Loa, the county
seat of Wayne County, was established
in 1878 by approximately forty families. The name Loa was suggested
by Franklin W. Young, who had once resided in the Hawaiian Islands and
had been impressed with Mauna Loa, Hawaii's second highest mountain,
whose name means high, large, and powerful. The city is located in a
broad valley west of the Fremont River, 205 miles south of Salt
Lake City and 50 miles east of Richfield;
its elevation is approximately 7,000 feet.
Until 1880 the
settlers were scattered throughout the valley. Under direction of the LDS church leadership, they were encouraged
to build a more organized town upon the present site. The town was marked
off in six-acre blocks, sixteen rods apart, and was dedicated in 1885.

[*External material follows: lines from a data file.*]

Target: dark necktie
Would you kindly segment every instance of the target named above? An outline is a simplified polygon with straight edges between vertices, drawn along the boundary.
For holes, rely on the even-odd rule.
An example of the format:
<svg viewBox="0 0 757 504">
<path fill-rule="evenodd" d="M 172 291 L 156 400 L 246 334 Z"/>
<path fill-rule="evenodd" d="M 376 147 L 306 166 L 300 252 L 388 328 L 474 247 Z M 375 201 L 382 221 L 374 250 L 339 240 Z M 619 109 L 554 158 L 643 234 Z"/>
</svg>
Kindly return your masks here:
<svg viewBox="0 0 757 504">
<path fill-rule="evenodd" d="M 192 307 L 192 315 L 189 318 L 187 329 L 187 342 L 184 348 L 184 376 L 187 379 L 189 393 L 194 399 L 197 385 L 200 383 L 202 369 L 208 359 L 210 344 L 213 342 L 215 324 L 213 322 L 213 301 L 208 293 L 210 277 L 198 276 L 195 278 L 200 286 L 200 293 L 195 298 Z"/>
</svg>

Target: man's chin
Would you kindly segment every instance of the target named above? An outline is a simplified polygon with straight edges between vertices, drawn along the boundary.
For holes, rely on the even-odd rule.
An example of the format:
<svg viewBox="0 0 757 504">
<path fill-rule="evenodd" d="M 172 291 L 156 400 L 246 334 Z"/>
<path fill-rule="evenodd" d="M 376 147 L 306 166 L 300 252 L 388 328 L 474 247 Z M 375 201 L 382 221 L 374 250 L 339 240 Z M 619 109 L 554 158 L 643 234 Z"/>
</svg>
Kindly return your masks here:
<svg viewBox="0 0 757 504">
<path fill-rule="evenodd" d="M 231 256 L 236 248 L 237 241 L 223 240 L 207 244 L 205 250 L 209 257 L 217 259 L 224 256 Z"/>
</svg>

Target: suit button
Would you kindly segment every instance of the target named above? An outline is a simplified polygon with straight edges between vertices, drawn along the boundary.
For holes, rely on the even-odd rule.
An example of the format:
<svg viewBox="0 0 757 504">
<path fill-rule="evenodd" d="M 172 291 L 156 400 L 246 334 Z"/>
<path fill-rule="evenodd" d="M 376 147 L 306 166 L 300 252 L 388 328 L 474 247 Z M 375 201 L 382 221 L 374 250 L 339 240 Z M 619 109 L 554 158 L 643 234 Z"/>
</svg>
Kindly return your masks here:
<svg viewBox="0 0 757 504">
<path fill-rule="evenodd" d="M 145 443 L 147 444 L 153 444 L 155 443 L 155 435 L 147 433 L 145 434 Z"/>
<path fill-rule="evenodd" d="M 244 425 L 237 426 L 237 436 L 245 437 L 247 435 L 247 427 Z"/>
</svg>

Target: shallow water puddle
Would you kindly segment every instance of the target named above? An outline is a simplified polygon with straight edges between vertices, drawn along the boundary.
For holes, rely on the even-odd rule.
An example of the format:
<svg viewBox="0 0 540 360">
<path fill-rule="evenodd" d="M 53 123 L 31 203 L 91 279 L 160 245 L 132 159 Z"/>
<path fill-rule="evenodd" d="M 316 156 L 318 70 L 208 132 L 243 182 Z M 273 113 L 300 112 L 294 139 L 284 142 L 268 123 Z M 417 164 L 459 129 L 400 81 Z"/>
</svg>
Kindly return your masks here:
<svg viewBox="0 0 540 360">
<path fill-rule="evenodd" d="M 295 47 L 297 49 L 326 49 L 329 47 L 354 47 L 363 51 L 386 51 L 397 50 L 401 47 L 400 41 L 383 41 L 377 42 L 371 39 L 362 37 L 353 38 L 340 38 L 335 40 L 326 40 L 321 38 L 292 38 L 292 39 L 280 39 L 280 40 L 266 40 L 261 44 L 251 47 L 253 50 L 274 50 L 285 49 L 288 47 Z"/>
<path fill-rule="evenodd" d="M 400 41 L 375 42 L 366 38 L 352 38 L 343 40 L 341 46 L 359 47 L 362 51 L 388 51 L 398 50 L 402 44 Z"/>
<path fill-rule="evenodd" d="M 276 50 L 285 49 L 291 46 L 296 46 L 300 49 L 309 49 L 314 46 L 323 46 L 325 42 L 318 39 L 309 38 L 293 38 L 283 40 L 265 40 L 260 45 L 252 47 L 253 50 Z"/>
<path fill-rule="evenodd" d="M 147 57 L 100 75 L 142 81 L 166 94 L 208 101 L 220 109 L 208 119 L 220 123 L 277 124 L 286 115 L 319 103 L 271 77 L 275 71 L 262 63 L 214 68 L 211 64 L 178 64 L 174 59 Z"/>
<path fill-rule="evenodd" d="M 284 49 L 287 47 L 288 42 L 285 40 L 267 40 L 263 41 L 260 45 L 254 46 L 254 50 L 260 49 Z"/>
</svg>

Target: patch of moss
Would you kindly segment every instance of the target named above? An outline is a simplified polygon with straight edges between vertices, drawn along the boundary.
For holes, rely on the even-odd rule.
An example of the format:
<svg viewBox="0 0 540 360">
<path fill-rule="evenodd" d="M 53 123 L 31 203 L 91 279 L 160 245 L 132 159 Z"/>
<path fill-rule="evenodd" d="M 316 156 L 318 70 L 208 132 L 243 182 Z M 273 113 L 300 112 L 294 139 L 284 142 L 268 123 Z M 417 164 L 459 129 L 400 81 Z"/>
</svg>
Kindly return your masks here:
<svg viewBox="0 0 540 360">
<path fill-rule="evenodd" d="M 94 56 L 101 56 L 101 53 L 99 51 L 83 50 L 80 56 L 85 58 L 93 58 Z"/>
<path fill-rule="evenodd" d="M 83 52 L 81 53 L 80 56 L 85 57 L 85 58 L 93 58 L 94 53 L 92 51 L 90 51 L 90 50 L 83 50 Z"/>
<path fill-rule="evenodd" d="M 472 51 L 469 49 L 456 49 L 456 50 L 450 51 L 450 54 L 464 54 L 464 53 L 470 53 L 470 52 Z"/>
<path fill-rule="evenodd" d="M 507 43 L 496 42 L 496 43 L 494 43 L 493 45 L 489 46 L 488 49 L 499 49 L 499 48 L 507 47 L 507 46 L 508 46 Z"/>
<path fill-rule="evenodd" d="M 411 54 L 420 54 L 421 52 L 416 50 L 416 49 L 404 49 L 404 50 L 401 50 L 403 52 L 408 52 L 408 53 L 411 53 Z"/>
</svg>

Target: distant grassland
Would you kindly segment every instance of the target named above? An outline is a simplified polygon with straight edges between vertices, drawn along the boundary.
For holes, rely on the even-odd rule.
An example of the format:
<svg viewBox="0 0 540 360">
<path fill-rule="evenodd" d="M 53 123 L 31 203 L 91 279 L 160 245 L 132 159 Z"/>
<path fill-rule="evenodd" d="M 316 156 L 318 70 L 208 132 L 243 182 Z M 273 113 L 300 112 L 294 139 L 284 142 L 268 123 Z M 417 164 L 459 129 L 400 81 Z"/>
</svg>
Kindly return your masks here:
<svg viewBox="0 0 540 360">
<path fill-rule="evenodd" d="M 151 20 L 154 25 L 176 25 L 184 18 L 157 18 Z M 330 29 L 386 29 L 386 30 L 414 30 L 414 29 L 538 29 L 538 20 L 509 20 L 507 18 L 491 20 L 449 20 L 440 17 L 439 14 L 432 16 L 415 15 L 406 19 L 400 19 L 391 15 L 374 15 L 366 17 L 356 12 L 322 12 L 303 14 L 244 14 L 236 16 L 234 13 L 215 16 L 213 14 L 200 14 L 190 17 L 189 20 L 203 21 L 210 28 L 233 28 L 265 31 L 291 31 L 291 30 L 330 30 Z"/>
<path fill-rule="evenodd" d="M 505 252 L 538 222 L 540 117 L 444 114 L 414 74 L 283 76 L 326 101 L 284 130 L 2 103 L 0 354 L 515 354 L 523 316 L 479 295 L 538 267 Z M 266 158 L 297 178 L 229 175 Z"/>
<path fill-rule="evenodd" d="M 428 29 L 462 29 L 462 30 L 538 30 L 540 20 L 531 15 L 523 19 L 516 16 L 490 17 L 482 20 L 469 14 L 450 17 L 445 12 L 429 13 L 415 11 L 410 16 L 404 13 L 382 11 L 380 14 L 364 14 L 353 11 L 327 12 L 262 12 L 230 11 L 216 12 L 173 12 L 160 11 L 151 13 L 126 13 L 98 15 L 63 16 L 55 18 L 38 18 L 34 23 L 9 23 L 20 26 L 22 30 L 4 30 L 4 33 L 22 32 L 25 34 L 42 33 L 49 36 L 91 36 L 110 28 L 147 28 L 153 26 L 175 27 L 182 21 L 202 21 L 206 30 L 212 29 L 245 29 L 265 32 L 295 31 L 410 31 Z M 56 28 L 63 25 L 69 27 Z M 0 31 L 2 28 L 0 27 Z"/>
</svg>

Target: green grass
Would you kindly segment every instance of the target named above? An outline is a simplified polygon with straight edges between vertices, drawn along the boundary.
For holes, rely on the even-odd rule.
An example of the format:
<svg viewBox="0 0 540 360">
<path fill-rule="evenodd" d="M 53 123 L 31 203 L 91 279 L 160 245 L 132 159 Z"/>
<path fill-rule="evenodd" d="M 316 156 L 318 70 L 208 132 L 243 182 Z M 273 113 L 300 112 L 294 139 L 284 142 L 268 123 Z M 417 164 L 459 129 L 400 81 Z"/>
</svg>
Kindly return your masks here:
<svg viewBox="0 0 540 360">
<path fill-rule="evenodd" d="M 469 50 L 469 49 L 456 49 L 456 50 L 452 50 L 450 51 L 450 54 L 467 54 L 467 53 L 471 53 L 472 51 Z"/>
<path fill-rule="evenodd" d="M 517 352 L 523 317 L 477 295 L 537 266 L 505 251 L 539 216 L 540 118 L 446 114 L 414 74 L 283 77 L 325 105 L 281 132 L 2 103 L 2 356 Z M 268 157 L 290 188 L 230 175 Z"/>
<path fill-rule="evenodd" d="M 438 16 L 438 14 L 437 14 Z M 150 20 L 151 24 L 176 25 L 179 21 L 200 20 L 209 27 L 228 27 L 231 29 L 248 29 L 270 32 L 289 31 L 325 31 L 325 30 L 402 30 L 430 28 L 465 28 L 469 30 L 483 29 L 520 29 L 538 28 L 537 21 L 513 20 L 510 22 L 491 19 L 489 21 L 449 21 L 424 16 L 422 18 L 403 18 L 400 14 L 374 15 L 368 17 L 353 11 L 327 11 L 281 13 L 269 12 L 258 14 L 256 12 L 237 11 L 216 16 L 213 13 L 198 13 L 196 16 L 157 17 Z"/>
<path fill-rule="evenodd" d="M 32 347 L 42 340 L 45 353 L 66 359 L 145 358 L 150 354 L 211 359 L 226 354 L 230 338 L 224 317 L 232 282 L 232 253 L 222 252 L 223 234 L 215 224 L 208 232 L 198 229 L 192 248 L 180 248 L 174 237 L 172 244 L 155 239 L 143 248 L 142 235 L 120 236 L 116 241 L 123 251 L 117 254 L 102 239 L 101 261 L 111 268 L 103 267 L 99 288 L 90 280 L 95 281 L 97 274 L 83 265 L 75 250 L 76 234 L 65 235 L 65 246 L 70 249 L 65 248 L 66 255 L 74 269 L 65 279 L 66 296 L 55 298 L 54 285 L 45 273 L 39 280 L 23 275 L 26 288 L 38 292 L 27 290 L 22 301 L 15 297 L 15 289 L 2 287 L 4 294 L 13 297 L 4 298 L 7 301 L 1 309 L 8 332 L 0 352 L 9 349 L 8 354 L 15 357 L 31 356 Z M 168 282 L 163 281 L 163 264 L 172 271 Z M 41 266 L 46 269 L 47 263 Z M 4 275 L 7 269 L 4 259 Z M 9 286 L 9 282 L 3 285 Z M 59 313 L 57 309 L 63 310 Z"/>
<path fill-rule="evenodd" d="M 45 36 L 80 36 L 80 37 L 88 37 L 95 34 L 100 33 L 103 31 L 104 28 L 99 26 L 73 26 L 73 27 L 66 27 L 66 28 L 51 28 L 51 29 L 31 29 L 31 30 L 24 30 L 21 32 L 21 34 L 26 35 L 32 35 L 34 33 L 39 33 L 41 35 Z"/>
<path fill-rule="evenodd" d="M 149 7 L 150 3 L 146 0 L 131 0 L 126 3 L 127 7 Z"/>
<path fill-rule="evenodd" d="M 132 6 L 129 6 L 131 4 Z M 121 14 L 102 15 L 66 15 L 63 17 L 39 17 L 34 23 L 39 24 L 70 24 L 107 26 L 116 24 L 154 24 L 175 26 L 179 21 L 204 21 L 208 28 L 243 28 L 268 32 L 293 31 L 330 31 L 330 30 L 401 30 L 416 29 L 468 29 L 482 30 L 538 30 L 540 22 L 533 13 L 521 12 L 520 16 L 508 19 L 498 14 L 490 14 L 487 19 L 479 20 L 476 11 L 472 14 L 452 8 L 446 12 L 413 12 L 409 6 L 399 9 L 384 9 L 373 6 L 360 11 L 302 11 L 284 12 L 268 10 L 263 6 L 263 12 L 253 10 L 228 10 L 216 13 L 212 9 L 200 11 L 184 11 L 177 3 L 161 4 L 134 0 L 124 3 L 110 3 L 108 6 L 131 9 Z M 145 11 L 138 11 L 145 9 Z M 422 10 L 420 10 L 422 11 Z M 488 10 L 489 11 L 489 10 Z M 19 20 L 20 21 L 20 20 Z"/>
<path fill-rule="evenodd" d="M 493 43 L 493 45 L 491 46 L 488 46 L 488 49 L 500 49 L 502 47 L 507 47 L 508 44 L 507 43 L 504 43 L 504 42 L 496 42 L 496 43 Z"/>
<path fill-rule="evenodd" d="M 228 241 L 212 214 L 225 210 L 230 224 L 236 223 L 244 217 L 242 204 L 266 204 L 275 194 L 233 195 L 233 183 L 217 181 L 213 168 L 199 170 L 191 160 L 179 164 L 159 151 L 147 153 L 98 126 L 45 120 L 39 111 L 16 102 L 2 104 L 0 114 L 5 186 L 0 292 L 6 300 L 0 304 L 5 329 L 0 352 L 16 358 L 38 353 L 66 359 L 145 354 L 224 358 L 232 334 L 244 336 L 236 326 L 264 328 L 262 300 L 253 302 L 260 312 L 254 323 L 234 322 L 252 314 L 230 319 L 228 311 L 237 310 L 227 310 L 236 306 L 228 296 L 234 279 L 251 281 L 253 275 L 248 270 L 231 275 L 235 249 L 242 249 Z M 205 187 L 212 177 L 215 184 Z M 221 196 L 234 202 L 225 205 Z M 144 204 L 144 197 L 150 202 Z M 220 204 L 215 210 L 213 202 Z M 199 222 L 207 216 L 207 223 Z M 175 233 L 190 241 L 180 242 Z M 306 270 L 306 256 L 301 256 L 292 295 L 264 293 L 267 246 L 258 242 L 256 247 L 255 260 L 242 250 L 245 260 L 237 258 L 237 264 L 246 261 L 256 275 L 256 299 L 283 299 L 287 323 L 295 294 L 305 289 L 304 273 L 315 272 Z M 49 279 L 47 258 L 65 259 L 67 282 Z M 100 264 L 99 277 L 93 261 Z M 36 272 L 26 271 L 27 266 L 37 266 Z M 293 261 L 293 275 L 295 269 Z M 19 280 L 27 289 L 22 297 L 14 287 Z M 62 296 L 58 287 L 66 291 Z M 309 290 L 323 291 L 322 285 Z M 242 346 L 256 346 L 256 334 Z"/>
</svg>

It was not until 1890 that residents of Loa received government title
to the land. Alvin L. Robinson, a probate judge appointed by President
Grover Cleveland, secured title to the town's lands and sold individual
land owners their appropriate titles. Loa was incorporated on 17 April
1919 with W.S. McClellan serving as first president of the town board
of trustees. Loa's early water supply came from open ditches or from
settlers hauling barrels of water long distances from Brian Springs
on Spring Creek. As the human and animal populations grew, concerns
over contamination increased; the result was a fresh-water pipeline
from Road Creek which was completed in 1911.